GitLab onsite / final round, how it really goes in 2026

mobile_mara · 4 replies

people keep calling it an 'onsite' but there is no onsite. everything is remote. 5-6 video interviews spread over one or two days depending on scheduling. just went through this for a senior SRE role (they call it 'reliability engineer' internally) so i can give a specific breakdown.

my final round schedule: hiring manager (already done pre-final round) technical interview 1: infrastructure/systems design (60 min) technical interview 2: coding in CoderPad (60 min) technical interview 3: another systems design, different interviewer (60 min) behavioral 1: values/collaboration (45 min) behavioral 2: 'leadership and results' (45 min) 'coffee chat' with potential teammate (30 min, explicitly not evaluative they said -- i'm skeptical)

so yeah. long day. i spread it over two days and would absolutely recommend that. doing all six in one day is brutal.

what surprised me: the interviewers all knew each other and had clearly looked at my submission materials. no 'so tell me about yourself' cold opens. they'd start with something specific, like 'i saw you've worked with GitLab runners before, let's build on that.' made it feel efficient.

the 'not evaluative' coffee chat: the person i talked to was genuinely casual, we talked about the team's on-call rotation and what it's like to work fully async with teammates in India and Ireland. i don't know if that gets fed back to the hiring committee but it's definitely your chance to ask honest questions about the job reality. i asked about pager volume and got a real answer.

post-round timeline: i had the full round on Tuesday/Wednesday. got a call from the recruiter Friday afternoon saying they were extending an offer. genuinely fast. the offer call was separate from the actual offer letter, which came Monday morning.

debrief/feedback: they don't give structured written feedback if you decline or get rejected. the recruiter said she'd share 'high level themes' if i asked, but nothing specific. standard tech company behavior.

if you're going in for SRE or infrastructure: know your incident response process cold. they asked me to walk through a specific production incident start to finish in both tech rounds. the reliability angle is central.

4 replies

backend_bekah

the two-day split is the right call. i did mine in one day for a backend role and by interview 5 i was running on fumes. my behavioral answers got noticeably worse toward the end. learned that lesson the hard way.

content_cole

did the offer letter break out base vs RSU clearly? and was it a grant with cliff+vesting or something different?

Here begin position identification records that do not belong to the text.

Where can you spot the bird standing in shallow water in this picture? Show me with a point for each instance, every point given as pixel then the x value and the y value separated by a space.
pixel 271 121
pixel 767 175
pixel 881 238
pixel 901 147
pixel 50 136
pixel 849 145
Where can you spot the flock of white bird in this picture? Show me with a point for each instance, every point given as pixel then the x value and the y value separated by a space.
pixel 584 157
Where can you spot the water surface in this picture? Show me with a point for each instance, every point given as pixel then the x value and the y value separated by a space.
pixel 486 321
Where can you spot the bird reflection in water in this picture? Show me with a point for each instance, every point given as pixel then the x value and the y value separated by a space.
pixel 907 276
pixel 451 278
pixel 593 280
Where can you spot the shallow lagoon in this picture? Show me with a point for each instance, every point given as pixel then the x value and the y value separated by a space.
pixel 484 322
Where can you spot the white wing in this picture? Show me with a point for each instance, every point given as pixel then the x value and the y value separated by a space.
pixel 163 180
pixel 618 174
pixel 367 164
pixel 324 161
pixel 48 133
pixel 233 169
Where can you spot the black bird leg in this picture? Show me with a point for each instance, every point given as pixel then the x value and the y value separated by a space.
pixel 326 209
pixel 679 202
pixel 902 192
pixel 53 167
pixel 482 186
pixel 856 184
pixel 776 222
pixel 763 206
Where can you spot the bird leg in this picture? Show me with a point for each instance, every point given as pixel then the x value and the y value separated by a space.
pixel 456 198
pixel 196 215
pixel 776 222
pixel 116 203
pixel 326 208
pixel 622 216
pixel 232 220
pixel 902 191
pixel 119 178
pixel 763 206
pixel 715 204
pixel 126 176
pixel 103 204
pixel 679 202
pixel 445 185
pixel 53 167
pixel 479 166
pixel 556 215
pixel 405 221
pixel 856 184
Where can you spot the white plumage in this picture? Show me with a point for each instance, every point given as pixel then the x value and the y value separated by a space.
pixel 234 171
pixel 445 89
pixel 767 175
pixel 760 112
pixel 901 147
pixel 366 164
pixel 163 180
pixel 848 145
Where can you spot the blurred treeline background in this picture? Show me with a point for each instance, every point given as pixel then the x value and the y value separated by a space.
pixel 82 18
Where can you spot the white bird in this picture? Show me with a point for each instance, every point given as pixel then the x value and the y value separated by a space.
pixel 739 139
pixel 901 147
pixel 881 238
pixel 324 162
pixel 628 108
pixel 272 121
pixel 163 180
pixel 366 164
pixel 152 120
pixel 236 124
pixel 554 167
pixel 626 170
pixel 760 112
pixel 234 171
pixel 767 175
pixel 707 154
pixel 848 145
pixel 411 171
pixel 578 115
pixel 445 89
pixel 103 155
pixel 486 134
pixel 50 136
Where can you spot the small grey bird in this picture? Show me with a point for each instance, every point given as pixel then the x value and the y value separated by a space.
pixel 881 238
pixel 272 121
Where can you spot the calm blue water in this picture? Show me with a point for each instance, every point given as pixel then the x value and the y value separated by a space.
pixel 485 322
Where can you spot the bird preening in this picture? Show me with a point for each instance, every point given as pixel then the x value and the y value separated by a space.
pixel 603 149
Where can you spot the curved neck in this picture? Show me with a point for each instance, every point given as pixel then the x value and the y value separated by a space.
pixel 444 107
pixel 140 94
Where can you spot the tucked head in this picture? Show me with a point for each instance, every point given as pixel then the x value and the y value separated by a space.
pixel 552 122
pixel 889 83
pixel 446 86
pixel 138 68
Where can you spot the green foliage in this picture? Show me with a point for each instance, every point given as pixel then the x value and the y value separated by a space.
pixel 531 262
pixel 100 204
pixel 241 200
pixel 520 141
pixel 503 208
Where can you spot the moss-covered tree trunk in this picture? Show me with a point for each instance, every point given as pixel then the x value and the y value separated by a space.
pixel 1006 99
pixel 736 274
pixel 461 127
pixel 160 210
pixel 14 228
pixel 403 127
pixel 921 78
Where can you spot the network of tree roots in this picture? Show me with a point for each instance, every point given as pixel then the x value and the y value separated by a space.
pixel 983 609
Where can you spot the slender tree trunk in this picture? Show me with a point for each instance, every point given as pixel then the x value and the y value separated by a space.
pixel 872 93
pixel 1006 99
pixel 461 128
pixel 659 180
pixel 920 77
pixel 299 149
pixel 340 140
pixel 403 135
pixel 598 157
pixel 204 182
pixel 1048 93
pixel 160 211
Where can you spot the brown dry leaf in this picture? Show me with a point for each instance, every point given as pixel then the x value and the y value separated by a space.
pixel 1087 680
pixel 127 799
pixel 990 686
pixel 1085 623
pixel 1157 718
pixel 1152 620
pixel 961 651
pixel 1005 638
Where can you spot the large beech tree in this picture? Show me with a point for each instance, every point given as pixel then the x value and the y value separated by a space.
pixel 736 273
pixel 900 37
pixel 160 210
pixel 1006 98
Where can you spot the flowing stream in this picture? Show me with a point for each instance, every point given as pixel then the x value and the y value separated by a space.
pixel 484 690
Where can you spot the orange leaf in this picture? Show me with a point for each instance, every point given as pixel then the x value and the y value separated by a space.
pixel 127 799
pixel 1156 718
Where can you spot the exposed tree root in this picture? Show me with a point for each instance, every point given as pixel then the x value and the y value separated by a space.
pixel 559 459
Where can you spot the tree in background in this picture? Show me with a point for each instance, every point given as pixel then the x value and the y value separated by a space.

GitLab's public so the RSU math is real, just want to understand the structure.

sre_sol

standard 4-year vest, 1-year cliff, quarterly after that. RSU grant is in dollars at grant date, converted to shares at the next grant window. because GitLab is public you can actually model what that's worth today. recruiter walked me through it. no phantom equity weirdness.

careerveteran

the incident debrief question is really common in SRE-track interviews everywhere now. the trick is they're not just testing your technical knowledge, they're testing whether you blame people or blame systems. name the system failure, not the person who was on-call. every time.